Since World War II, Islamic philosophy has seen broad changes in focus, moving away from the idea of universalism and more toward privatization of religion. The intellectual changes, however, have not touched much of the political behavior in Islamic states, where politicians use “corrupt moral rhetoric to legitimate their power politics,” Awn continued. He said that both the corruption of the Islamic governments as well as the United States’ misuse of the role as superpower are factors in the increasing radicalization of segments of Islam.

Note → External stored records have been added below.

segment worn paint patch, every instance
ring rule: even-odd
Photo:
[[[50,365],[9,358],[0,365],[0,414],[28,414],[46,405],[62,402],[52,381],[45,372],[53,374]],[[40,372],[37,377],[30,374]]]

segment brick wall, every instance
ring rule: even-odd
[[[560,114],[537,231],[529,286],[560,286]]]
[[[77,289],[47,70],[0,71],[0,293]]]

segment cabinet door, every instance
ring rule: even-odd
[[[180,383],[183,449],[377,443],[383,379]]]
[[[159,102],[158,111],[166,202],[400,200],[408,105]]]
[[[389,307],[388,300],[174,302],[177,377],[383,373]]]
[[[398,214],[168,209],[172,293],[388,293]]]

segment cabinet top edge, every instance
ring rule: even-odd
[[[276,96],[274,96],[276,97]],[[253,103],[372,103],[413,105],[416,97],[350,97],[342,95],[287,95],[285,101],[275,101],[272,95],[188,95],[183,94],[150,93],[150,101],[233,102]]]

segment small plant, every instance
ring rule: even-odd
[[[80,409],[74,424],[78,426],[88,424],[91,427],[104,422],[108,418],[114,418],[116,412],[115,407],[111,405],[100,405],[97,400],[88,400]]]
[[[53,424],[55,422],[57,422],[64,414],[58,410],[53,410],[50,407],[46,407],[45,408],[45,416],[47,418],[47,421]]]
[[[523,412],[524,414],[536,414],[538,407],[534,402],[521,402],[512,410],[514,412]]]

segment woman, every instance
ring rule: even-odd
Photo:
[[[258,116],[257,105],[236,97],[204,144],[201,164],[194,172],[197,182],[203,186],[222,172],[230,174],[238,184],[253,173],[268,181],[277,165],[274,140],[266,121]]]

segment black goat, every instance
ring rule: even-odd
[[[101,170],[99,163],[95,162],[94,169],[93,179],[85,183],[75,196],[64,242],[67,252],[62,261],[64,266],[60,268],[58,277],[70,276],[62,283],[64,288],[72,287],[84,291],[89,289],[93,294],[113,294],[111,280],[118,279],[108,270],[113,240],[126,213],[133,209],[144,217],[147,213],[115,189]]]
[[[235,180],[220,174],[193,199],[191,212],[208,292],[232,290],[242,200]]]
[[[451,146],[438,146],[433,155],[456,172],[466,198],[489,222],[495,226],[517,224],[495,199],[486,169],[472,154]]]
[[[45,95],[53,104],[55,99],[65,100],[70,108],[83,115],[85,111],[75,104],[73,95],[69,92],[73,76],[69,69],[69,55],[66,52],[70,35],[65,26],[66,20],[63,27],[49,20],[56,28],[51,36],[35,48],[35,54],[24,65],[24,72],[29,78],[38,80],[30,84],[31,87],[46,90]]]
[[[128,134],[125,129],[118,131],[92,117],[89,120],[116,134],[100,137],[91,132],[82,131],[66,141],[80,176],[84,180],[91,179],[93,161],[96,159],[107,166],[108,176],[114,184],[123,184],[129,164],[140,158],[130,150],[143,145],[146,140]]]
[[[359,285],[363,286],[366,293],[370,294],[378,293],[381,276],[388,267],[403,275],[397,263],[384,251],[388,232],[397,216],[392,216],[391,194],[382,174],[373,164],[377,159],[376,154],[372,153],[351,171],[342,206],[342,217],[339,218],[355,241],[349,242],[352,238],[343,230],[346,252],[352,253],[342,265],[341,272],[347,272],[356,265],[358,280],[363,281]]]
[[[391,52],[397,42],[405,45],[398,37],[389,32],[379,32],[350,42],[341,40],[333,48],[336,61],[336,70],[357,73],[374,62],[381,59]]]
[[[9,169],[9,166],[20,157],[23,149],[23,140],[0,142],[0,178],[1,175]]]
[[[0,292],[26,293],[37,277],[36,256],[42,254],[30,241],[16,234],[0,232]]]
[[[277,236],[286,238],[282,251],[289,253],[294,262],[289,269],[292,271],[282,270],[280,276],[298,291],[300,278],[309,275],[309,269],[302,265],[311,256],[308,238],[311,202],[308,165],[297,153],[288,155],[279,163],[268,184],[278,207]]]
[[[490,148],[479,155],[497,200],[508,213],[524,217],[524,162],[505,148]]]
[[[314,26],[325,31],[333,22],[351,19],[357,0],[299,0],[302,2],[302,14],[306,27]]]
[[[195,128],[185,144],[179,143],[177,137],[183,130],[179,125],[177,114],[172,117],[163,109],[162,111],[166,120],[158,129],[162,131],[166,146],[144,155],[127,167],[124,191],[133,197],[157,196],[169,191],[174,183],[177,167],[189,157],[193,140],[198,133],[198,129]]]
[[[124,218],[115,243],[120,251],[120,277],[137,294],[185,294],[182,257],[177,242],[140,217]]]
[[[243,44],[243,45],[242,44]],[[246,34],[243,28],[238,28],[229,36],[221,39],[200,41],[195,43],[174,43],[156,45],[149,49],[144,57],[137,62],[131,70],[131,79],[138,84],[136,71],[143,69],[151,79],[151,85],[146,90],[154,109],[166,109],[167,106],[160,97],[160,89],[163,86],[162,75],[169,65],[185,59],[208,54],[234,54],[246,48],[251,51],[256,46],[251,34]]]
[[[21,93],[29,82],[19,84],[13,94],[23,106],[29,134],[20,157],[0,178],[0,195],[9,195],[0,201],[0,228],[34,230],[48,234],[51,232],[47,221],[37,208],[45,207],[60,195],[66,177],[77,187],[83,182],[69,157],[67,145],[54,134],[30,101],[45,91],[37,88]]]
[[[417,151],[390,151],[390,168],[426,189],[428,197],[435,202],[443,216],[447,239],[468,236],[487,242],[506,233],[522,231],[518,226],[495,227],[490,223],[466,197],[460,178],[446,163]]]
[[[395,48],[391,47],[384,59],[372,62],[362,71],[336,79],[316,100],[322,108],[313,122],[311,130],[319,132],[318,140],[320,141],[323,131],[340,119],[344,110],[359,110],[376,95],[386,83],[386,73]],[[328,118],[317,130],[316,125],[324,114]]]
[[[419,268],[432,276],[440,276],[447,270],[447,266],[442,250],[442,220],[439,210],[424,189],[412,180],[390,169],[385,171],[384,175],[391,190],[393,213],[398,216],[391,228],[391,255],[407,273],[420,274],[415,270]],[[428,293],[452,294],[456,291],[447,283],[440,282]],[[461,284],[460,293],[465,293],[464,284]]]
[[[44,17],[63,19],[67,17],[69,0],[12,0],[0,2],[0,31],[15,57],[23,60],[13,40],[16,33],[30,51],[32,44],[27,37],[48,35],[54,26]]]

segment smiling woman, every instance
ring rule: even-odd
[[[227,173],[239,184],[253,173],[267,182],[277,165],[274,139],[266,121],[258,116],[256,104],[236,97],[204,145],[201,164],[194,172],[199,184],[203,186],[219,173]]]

And, the current relations between the United States and the Islamic world are faulted because both sides use the ideas of good and evil to describe the conflict. “It harks back, in an ironic way, to the imperial structures that pardoned the kind of Universalism of the community of the good,” Awn explained. This moral view of the “Axis of Evil” puts a naïve view on world politics and conflict resolution. To overcome the animosity, both sides must “create an environment, I think, where people are really willing to engage in substantive ethical arguments,” he concluded.